Right up front, Furtick lays out his overriding framework, the meaning of his major section heads. In short, he relies on God’s presence and promises to cut through the misguided feelings of insecurity, fear, condemnation and discouragement that “the Enemy” plants in our minds. Most chapters include discussion of a biblical story, such as the Fall in Eden (where Satan was trying to confuse “our understanding of God’s instructions and intentions”); Jesus’ parable of the talents (the condemned servant listened to the irrational voice of fear); Elijah running from Jezebel; and Jesus’ wilderness temptation.
Like the best authors of psycho-spiritual advice, Furtick makes himself vulnerable in personal anecdotes. He’s not preaching at his readers; he’s walking with them, admitting his impatience, frustration or pride, for instance.
Chapter 13, “The Parable of the Passport,” ends the book on a delightfully positive note --- the power of gratitude as an overriding mindset: “Discouragement, condemnation, fear, and insecurity find no base of operation in the heart that is filled with praise and gratitude.”

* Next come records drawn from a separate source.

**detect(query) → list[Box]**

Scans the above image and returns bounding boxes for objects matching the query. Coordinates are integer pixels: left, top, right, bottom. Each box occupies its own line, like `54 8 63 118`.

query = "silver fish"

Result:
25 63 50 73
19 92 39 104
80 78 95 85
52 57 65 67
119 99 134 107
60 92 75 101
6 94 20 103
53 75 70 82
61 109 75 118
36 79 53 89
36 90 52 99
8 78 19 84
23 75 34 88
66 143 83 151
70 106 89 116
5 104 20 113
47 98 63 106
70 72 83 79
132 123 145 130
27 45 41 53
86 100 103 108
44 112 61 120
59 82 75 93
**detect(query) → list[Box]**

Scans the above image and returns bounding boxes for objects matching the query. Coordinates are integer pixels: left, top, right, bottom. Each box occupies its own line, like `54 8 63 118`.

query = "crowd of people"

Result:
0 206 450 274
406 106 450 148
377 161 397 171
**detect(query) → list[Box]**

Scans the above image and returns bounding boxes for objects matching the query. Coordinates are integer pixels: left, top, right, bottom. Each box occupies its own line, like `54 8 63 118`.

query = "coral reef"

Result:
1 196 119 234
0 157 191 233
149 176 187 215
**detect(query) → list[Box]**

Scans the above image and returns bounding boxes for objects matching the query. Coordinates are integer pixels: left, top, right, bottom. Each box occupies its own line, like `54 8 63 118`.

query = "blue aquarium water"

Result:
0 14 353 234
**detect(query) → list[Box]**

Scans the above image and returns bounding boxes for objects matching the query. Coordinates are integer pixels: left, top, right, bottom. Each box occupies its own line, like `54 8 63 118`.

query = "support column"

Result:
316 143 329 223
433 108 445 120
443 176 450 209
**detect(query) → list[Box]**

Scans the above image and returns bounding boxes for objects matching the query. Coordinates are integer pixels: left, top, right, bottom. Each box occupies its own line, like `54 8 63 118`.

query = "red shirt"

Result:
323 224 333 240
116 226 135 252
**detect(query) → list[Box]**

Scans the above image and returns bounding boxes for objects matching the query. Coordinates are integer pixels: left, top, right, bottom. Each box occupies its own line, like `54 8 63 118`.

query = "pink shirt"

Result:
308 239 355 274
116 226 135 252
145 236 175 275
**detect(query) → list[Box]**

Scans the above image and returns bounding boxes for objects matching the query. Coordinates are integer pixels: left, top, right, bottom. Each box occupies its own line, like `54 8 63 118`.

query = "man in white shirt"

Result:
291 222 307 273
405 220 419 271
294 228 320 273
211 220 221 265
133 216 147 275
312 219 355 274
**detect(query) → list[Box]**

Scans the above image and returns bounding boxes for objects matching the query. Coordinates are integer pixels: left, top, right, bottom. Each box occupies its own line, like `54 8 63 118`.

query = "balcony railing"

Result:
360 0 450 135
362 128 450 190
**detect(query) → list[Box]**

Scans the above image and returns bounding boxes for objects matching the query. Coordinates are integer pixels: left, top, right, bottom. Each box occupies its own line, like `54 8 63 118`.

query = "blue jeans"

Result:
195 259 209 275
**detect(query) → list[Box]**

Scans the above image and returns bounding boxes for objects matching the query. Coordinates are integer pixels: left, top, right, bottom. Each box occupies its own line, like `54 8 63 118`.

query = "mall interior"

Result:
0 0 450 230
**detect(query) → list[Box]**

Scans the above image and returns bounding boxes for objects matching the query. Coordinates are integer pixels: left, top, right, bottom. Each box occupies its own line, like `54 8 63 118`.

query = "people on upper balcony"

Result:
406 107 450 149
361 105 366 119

That’s nearly but not exactly the end of the book. In a final “Conclusion: Pound the Ground,” Furtick admits that he hasn’t given a neat list of “Seven Power Principles to Crash That Chatterbox.” Rather, he tells the last recorded miracle in the life of the prophet Elisha --- a story he apparently intentionally left out of his previous book about Elisha (titled GREATER). Furtick’s final challenge is that we, like King Jehoash seeking Elisha’s counsel, should “keep pounding” --- pounding at the Enemy’s lies that tell us we are not good enough, worthy enough or strong enough to be loved by God and graced by and for His good purpose.